You can also check out our video introducing BlindLlama and walking you through the quick tour:

📚 Advanced security whitepaper

We created the BlindLlama whitepaper to cover the architecture and security features behind BlindLLama in greater detail.

The whitepaper is intended for an audience with security expertise.

You can read or download the whitepaper here!

🎯 Roadmap

There are three key milestones planned for the BlindLlama project.

BlindLlama Alpha launch (not attestable):

The alpha launch of BlindLlama provides an API for the Llama2-70b model which you can query with our python SDK.

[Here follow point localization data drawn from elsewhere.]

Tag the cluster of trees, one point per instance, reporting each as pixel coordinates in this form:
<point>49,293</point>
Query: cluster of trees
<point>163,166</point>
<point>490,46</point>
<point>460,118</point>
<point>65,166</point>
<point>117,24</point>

Users can test out and query our API but should not yet send any confidential data to the API as it is does not yet have full implementation of security features.

The server-side code includes the backbones for our attestation feature (which wll enable us to be able to prove the server is deploying the expected code to end users) but this feature will be fully launched in the following beta phase.

Expected launch date: week ending 08/09/2023

BlindLlama Beta launch (attestable):

The beta version adds the full implementation of TPM-based attestation, meaning our APIs can be fully verified remotely. This version will not yet have full hardening of server-side environment or audit and thus is not yet recommended in production!

Provisional launch date: week ending 06/10/2023

BlindLlama 1.0 launch (audit-ready):

A fully-secure version of BlindLlama ready for audit, with a fully hardened server environment.

Provisional launch date: week ending 08/12/2023

You can check out more details about these stages and our progress to achieveing these milestones on our official roadmap.

📇 Get in touch

We would love to hear your feedback or suggestions, here are the ways you can reach us:

Found a bug? Open an issue!
Got a suggestion? Join our Discord community and let us know!
Set up a one-on-one meeting with a member of our team

Want to hear more about our work on privacy in the field AI?

Check out our blog
Subscribe to our newsletter here

Thank you for your support!

🔒 Who made BlindLlama?

BlindLlama is developed by Mithril Security, a startup focused on democratizing privacy-friendly AI using secure hardware solutions.

We have already had our first project, BlindAI, an open-source Rust inference server that deploys ONNX models on Intel SGX secure enclaves, audited by Quarkslab.

BlindLlama builds on the foundations of BlindAI but provides much faster performance and focuses on serving managed models directly to developers instead of helping AI engineers to deploy models.